The recipe for value creation in ID has been clear for some time; however, developing molecules that meet the blockbuster criteria has been challenging for the industry. As such, some companies have had to compromise on one or more of the blockbuster criteria to deliver an approvable, but not necessarily commercially attractive, medicine.
The therapeutic opportunity we seek to target with Tebipenem HBr is an example of a high potential area where many companies have attempted to develop medicines but have failed in development. Specifically, multiple developers have failed to achieve the combination of oral bioavailability, antimicrobial potency, and tolerability required to create a viable medicine. Notably, biotechs such as Achaogen and Tetraphase (TTPH) attempted to develop molecules to meet this need but were unsuccessful. These biotechs subsequently focused on IV hospital products and their setbacks have become the subject of recent lay press headlines.

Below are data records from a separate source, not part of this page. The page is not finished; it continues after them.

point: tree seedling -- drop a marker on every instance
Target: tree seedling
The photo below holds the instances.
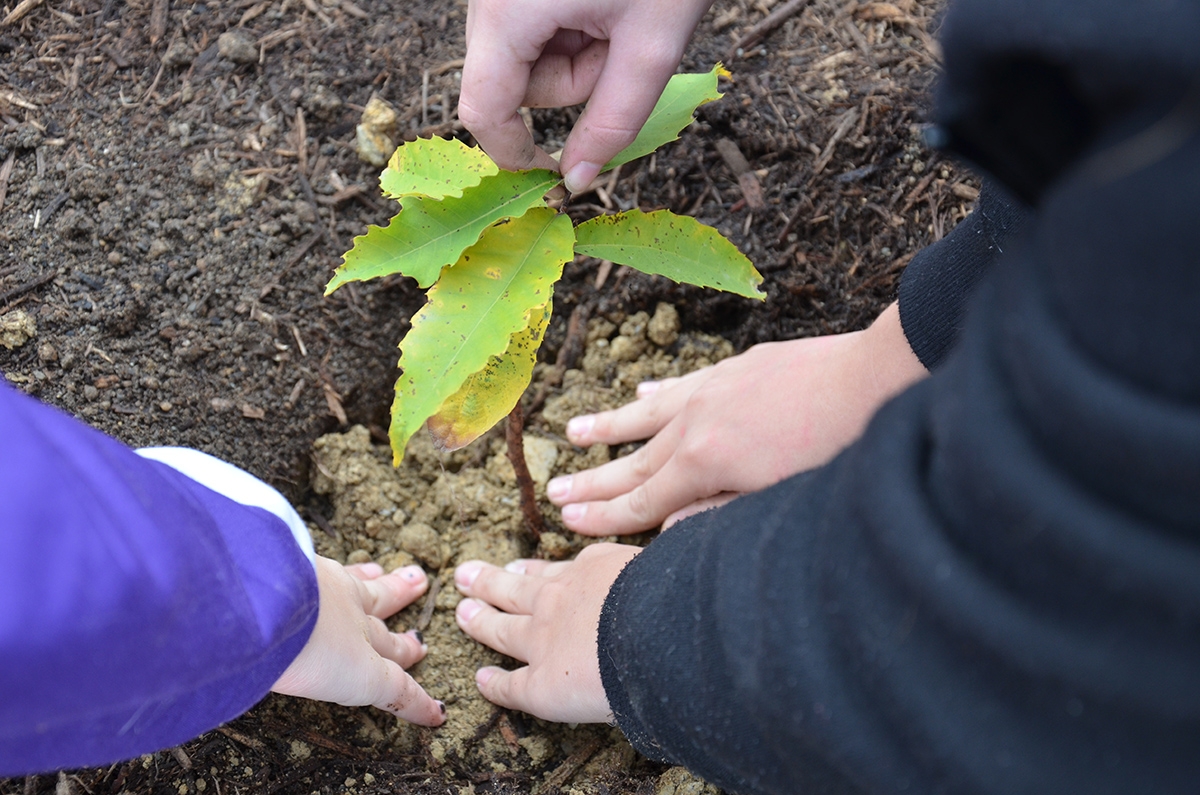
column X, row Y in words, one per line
column 489, row 250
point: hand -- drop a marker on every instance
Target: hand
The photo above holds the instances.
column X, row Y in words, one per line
column 352, row 658
column 545, row 615
column 741, row 425
column 615, row 54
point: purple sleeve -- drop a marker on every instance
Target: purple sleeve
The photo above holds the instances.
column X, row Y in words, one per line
column 137, row 608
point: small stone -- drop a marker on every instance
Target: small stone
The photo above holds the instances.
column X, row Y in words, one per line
column 377, row 132
column 179, row 53
column 540, row 458
column 664, row 328
column 421, row 542
column 238, row 46
column 17, row 328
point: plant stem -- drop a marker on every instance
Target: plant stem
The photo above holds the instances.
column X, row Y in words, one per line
column 515, row 437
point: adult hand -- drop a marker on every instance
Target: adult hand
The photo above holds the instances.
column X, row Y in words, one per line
column 545, row 615
column 741, row 425
column 352, row 658
column 615, row 54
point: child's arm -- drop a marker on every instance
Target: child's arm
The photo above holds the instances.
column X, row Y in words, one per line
column 137, row 607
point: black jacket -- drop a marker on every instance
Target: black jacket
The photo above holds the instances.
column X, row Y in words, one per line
column 997, row 589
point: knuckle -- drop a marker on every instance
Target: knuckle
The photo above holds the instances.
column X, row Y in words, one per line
column 640, row 504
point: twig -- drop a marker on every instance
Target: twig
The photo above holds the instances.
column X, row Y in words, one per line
column 21, row 290
column 534, row 522
column 22, row 9
column 747, row 179
column 773, row 21
column 563, row 773
column 250, row 742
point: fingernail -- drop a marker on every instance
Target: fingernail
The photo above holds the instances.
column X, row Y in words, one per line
column 580, row 177
column 412, row 573
column 466, row 574
column 580, row 426
column 467, row 610
column 559, row 488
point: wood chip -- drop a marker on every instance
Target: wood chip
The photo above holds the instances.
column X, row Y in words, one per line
column 22, row 9
column 159, row 21
column 773, row 21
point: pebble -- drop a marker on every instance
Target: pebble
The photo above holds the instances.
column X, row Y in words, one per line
column 238, row 47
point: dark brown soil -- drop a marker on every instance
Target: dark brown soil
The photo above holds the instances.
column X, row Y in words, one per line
column 169, row 219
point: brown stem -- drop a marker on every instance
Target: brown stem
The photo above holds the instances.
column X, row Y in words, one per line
column 515, row 435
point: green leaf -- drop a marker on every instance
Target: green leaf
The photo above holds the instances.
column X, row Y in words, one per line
column 676, row 246
column 672, row 113
column 435, row 168
column 489, row 395
column 473, row 312
column 430, row 234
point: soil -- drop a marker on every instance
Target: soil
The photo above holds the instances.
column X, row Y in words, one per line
column 178, row 181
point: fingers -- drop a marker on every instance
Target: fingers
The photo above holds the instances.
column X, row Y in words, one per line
column 396, row 692
column 700, row 506
column 508, row 634
column 508, row 591
column 403, row 649
column 387, row 595
column 510, row 689
column 640, row 508
column 567, row 77
column 618, row 477
column 495, row 77
column 640, row 419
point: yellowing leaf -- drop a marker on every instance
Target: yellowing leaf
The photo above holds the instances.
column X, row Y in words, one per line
column 436, row 168
column 473, row 312
column 672, row 113
column 489, row 395
column 430, row 234
column 676, row 246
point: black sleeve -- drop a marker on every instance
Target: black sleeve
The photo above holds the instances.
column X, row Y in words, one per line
column 997, row 589
column 940, row 280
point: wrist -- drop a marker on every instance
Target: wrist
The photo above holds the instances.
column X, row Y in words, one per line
column 234, row 483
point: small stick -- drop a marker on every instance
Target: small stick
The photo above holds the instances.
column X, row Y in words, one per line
column 534, row 521
column 431, row 602
column 5, row 173
column 21, row 290
column 775, row 19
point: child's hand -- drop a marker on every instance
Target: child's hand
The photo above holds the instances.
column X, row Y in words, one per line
column 545, row 615
column 352, row 658
column 741, row 425
column 615, row 54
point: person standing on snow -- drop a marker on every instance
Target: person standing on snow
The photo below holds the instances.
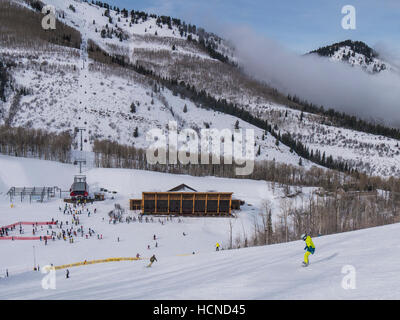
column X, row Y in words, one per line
column 152, row 259
column 310, row 248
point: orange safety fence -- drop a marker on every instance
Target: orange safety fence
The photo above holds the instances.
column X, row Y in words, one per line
column 29, row 223
column 24, row 238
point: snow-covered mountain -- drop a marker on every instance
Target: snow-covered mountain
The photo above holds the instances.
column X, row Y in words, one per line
column 187, row 266
column 355, row 53
column 59, row 86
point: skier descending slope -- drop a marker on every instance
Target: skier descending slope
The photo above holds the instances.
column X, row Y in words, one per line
column 152, row 259
column 310, row 247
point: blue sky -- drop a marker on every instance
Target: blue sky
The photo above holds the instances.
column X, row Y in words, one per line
column 300, row 25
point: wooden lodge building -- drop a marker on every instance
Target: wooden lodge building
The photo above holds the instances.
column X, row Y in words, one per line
column 184, row 200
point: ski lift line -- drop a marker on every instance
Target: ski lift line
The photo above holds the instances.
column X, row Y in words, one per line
column 29, row 223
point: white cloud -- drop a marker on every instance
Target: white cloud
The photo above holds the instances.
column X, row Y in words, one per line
column 318, row 80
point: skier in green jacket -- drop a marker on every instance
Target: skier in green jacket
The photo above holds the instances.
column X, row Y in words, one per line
column 310, row 248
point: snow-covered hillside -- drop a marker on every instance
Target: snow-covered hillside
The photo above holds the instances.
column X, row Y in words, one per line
column 202, row 233
column 188, row 266
column 65, row 89
column 372, row 154
column 357, row 54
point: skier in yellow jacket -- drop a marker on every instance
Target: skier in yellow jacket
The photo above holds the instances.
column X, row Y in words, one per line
column 310, row 247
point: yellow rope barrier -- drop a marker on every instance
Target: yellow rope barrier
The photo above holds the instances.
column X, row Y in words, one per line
column 83, row 263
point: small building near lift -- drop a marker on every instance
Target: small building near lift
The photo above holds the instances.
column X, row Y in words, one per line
column 184, row 200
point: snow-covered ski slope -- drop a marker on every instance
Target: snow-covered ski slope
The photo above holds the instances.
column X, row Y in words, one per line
column 268, row 272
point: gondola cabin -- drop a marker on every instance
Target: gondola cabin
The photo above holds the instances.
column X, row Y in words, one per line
column 79, row 189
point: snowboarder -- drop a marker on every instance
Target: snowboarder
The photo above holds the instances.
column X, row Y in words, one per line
column 152, row 259
column 310, row 248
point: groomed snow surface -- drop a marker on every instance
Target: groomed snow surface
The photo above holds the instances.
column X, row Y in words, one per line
column 267, row 272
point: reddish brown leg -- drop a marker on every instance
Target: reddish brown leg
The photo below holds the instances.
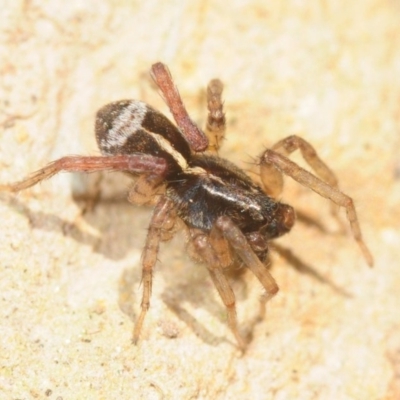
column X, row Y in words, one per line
column 136, row 163
column 269, row 175
column 215, row 127
column 288, row 167
column 209, row 256
column 195, row 137
column 161, row 214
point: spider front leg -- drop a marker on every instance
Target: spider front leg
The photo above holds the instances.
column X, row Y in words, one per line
column 161, row 216
column 241, row 246
column 272, row 178
column 136, row 163
column 283, row 165
column 213, row 261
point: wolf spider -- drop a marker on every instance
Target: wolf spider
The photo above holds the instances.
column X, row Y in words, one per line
column 229, row 218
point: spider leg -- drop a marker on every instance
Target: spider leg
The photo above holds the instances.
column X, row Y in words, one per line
column 324, row 189
column 209, row 256
column 145, row 188
column 241, row 246
column 286, row 147
column 196, row 138
column 161, row 214
column 135, row 163
column 215, row 127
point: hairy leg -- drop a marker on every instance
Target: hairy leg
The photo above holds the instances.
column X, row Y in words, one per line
column 135, row 163
column 161, row 214
column 305, row 178
column 209, row 256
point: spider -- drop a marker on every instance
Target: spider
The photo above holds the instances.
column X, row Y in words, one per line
column 229, row 218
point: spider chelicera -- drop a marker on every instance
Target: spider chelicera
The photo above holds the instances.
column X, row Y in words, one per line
column 228, row 217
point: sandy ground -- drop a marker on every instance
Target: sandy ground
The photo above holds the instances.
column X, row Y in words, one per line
column 70, row 281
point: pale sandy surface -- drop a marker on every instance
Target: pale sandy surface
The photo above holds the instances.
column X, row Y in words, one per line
column 329, row 71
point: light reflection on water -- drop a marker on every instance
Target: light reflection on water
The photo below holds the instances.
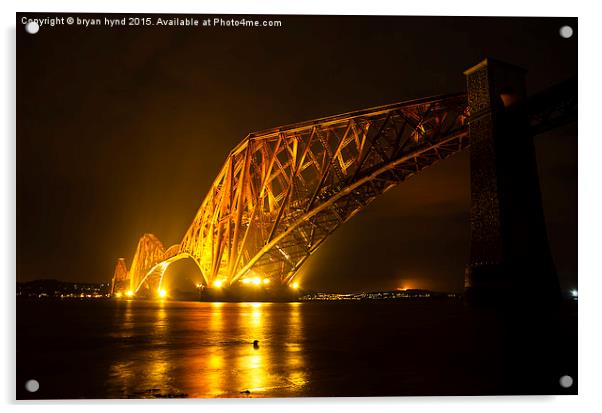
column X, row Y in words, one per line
column 175, row 349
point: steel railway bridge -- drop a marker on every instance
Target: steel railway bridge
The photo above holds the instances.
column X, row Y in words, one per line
column 281, row 192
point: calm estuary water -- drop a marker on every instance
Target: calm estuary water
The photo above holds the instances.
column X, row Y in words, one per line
column 152, row 349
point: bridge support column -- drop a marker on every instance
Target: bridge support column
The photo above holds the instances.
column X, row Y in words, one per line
column 509, row 253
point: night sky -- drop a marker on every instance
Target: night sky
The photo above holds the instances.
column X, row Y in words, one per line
column 121, row 131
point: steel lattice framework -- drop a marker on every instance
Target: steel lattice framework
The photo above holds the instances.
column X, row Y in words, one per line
column 283, row 191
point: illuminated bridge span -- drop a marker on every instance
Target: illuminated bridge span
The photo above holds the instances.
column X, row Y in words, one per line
column 283, row 191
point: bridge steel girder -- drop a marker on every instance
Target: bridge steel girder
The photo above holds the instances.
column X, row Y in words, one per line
column 283, row 191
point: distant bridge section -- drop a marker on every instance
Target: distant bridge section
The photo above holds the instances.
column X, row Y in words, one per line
column 283, row 191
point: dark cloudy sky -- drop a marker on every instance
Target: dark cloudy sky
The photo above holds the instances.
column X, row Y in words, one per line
column 121, row 131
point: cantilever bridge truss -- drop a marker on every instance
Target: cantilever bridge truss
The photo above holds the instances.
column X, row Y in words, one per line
column 283, row 191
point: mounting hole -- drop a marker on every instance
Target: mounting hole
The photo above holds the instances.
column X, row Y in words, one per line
column 32, row 386
column 566, row 32
column 566, row 381
column 32, row 27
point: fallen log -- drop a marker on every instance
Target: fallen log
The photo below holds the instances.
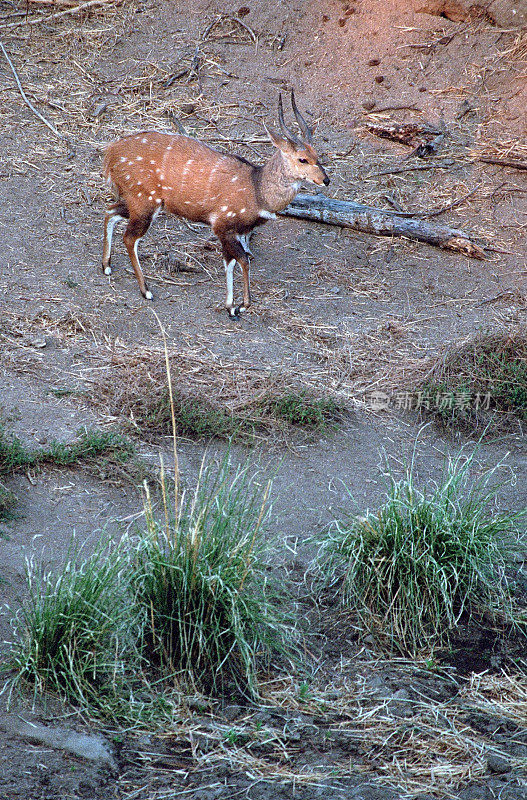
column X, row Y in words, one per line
column 368, row 219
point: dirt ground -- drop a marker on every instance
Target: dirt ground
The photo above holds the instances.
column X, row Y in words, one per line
column 348, row 313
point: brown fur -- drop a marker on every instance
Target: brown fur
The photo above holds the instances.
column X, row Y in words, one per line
column 153, row 170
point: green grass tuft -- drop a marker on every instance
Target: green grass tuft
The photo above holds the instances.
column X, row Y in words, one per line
column 209, row 607
column 183, row 605
column 480, row 379
column 301, row 409
column 90, row 445
column 425, row 559
column 7, row 503
column 73, row 631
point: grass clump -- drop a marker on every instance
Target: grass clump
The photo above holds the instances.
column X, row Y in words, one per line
column 185, row 605
column 428, row 557
column 302, row 409
column 91, row 446
column 482, row 377
column 210, row 610
column 73, row 632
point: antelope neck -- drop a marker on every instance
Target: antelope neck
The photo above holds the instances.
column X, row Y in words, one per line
column 275, row 186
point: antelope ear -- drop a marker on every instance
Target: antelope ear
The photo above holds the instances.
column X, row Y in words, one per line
column 281, row 142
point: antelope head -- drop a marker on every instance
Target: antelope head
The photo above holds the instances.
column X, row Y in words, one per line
column 299, row 156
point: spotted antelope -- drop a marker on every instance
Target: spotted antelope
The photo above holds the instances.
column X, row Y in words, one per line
column 151, row 171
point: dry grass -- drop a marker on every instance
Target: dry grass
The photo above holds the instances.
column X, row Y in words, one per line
column 480, row 382
column 212, row 396
column 429, row 749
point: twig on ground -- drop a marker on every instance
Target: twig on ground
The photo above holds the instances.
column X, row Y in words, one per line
column 369, row 219
column 503, row 162
column 37, row 113
column 71, row 10
column 436, row 212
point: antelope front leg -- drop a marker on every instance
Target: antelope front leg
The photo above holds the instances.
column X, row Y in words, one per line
column 246, row 285
column 233, row 252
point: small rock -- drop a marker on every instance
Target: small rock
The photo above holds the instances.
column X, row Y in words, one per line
column 232, row 712
column 498, row 764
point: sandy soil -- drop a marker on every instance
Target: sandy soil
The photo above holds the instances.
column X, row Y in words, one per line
column 347, row 312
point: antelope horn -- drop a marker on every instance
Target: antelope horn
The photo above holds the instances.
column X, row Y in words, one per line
column 307, row 133
column 289, row 135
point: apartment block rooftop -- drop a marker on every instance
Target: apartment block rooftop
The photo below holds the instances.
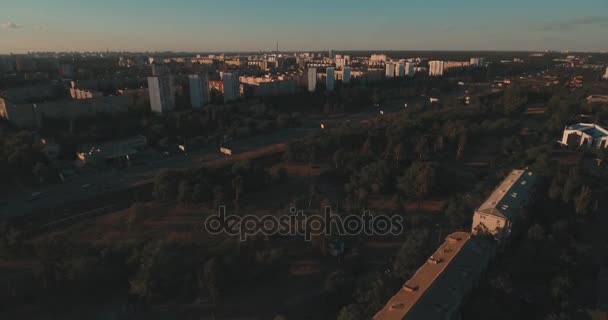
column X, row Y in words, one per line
column 437, row 288
column 511, row 194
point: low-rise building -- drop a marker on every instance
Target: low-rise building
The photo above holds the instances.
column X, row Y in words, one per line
column 502, row 210
column 112, row 151
column 438, row 288
column 585, row 134
column 597, row 98
column 264, row 86
column 31, row 115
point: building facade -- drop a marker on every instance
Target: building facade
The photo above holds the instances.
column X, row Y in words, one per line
column 161, row 94
column 346, row 75
column 505, row 206
column 390, row 70
column 199, row 90
column 330, row 79
column 312, row 79
column 585, row 134
column 400, row 70
column 232, row 87
column 436, row 68
column 439, row 287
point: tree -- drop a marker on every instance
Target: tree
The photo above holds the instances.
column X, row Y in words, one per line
column 398, row 152
column 137, row 213
column 413, row 251
column 418, row 181
column 339, row 157
column 218, row 196
column 582, row 202
column 238, row 184
column 184, row 195
column 573, row 182
column 165, row 185
column 200, row 193
column 351, row 312
column 338, row 287
column 211, row 279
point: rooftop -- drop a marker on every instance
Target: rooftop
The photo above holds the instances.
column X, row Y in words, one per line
column 591, row 129
column 437, row 288
column 510, row 195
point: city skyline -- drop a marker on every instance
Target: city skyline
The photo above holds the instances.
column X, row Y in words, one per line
column 236, row 26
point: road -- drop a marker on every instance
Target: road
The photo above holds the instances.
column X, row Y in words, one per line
column 83, row 193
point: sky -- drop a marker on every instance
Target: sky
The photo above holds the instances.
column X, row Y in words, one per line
column 257, row 25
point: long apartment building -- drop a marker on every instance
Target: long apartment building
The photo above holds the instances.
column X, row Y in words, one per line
column 500, row 213
column 441, row 285
column 438, row 288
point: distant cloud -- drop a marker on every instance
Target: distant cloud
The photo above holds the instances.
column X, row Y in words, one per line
column 574, row 23
column 10, row 25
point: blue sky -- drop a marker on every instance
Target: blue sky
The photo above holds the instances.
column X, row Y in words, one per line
column 251, row 25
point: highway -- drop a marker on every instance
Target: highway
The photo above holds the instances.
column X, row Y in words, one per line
column 105, row 189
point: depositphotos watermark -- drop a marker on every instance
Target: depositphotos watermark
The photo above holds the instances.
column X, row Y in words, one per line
column 297, row 223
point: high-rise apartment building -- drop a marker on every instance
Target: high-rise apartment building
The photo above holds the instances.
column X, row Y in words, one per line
column 410, row 69
column 400, row 70
column 436, row 68
column 312, row 79
column 390, row 70
column 232, row 86
column 330, row 79
column 346, row 75
column 161, row 94
column 477, row 62
column 199, row 90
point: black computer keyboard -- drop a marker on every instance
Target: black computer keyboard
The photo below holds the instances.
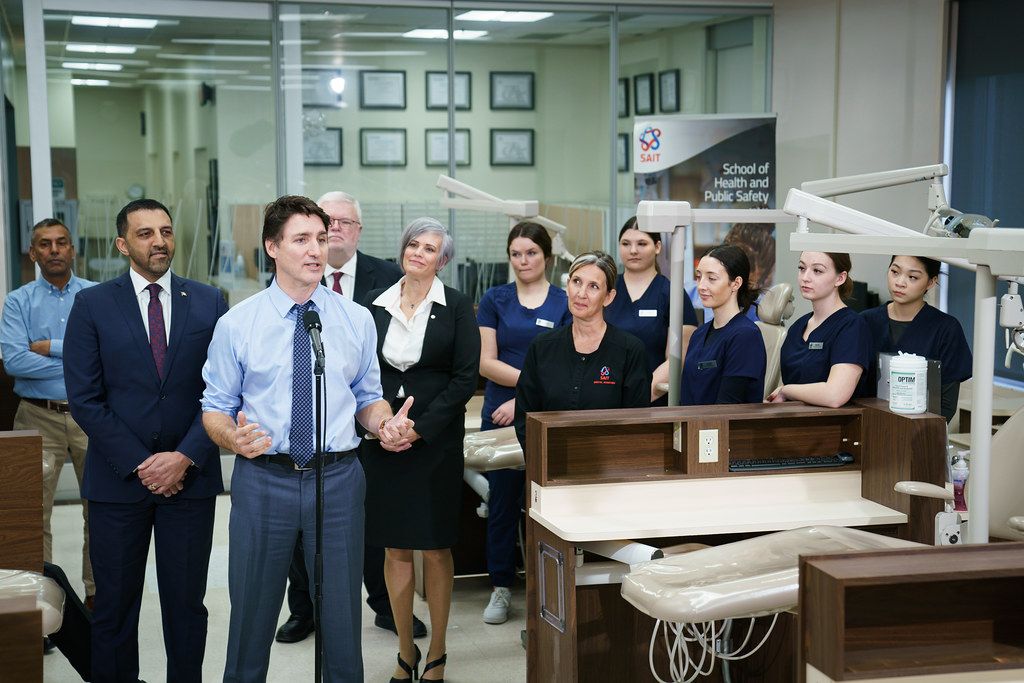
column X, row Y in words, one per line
column 755, row 464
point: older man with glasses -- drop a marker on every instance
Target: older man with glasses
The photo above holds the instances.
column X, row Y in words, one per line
column 350, row 273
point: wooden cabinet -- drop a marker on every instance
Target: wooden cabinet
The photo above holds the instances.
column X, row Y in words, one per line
column 916, row 611
column 619, row 474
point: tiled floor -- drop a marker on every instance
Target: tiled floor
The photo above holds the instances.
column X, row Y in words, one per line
column 476, row 651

Our lead compound in development, Tebipenem HBr, is in a single pivotal Phase 3 clinical trial required for FDA approval with data expected to read out in 3Q20. It has demonstrated a combination of oral bioavailability, potency, and tolerability through Phase 1 and Phase 2 clinical trials and 9 years of post-market experience with tebipenem pivoxil (Tebipenem HBr’s active pharmaceutical ingredient) in Japan. We are also encouraged by preliminary safety, tolerability and PK data collected for SPR720 in our recently completed Phase 1 first-in-human clinical trial of SPR720, as well data from our preclinical studies of SPR720. We are now working with the FDA on preparations for a Phase 2a proof-of-concept clinical trial of SPR720, which is expected to begin in 2H20.
On a macro level, 2020 looks to be an eventful year across the ID sector. Notwithstanding (and perhaps as a result of) the lay press coverage of the sector, there have been recent positive tangible policy changes that may benefit the sector. For instance, CMS has instituted rule changes to enhance the reimbursement available to IV agents, and agencies such as BARDA have stepped in to provide additional incentives to ID companies, such as stockpile agreements.
In addition, companies such as Spero are poised to deliver pivotal data in therapeutic arenas that we believe share all the characteristics of past blockbusters. The combination of high-value assets gaining momentum, policy tailwinds, and the industry’s continued ability to add quality programs to this recipe make us optimistic about what the ID sector can be in 2020 and beyond.